Am J Hum Genet. 1989 Mar;44(3):353-7.
We studied the human ornithine aminotransferase (OAT) gene, mRNA, and enzyme activity in fibroblasts from a family with gyrate atrophy (G.A.) of the choroid and retina, using a normal human OAT cDNA as a probe. The family consists of an affected patient, who is heterozygous for a partial deletion of the functional OAT gene and whose cells produce no mRNA, and of his father, mother, two sons, and a daughter. Southern blot analysis of the OAT gene showed the partial deletion in the patient and in his father and daughter and in one son. Northern blot analysis revealed no OAT mRNA in the patient and approximately 50% of the normal level of OAT mRNA in the father, mother, two sons, and daughter. Assay showed that the OAT activity in these individuals mirrored the OAT mRNA levels. The results indicate that an active allele of the OAT gene expresses 50% of the total normal OAT mRNA and activity and that both alleles of the gene are inactive in the patient in this pedigree, a situation resulting in a complete absence of the OAT mRNA, in accordance with the autosomal recessive mechanism of this disease; they also indicate a 50% decrease of OAT mRNA and enzyme activity in obligate heterozygous carriers carrying one defective allele and that these defects are stably inherited.

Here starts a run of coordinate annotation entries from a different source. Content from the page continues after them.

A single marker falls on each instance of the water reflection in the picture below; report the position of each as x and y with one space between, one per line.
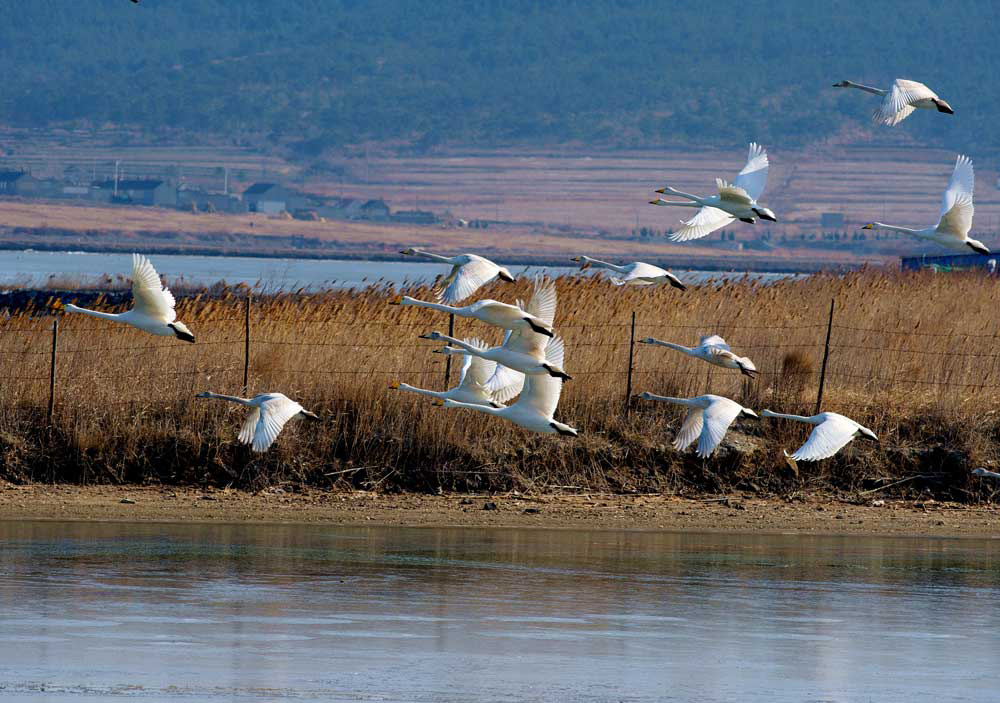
209 612
33 268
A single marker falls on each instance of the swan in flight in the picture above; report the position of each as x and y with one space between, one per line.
468 273
270 412
707 421
831 434
152 308
900 100
472 384
492 312
952 229
984 472
534 407
736 201
712 349
522 350
637 273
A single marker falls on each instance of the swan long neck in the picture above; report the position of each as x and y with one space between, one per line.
421 391
676 347
866 88
434 306
670 399
678 203
472 406
799 418
429 255
93 313
894 228
603 264
230 398
458 343
682 194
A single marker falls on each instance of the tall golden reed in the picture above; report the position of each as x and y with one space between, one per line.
913 356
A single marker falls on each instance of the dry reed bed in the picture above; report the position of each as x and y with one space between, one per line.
914 356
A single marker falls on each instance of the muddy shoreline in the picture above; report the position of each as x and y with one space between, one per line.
728 513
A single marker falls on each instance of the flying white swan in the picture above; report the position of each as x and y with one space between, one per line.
522 350
707 421
534 407
900 100
637 273
712 349
736 201
152 307
492 312
468 273
472 384
506 383
269 414
952 229
984 472
832 433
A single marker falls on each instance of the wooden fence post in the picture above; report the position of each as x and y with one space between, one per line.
246 345
631 355
52 370
826 355
447 358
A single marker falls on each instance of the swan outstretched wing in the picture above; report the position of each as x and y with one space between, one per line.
956 203
705 221
690 429
151 297
541 394
541 391
713 340
505 383
249 426
465 279
543 301
543 306
733 193
476 371
275 411
718 416
826 439
753 177
898 102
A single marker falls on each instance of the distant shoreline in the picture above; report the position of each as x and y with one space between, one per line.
733 512
514 259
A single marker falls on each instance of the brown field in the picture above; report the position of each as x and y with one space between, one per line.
610 190
910 357
552 204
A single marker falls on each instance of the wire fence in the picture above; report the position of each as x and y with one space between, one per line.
23 350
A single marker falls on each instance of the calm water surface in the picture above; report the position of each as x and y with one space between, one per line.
33 268
263 613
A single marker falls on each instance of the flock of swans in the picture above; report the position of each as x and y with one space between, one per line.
529 364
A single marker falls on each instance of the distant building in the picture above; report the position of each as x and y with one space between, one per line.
950 262
375 210
832 220
268 198
417 217
203 201
135 192
18 183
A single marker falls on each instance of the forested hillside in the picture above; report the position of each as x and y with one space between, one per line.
329 73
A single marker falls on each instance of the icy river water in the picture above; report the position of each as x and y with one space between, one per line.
158 612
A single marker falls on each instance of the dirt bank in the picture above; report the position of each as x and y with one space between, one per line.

我们使用正常人鸟氨酸氨基转移酶(OAT)cDNA作为探针,研究了一个患有视网膜脉络膜回旋性萎缩(G.A.)的家族中,成纤维细胞里的人OAT基因、mRNA和酶活性。这个家族包括一名患病患者(其功能性OAT基因部分缺失且为杂合子,其细胞不产生mRNA)以及他的父亲、母亲、两个儿子和一个女儿。对OAT基因的Southern印迹分析显示,患者及其父亲、女儿和一个儿子存在部分缺失。Northern印迹分析表明,患者体内没有OAT mRNA,而其父亲、母亲、两个儿子和女儿体内的OAT mRNA水平约为正常水平的50%。检测显示,这些个体的OAT活性与OAT mRNA水平相符。结果表明,OAT基因的一个活性等位基因表达的OAT mRNA和活性占正常总量的50%,并且在这个家系的患者中该基因的两个等位基因均无活性,这种情况导致完全没有OAT mRNA,这与该疾病的常染色体隐性遗传机制一致;结果还表明,携带一个缺陷等位基因的必然杂合子携带者体内的OAT mRNA和酶活性降低了50%,且这些缺陷能够稳定遗传。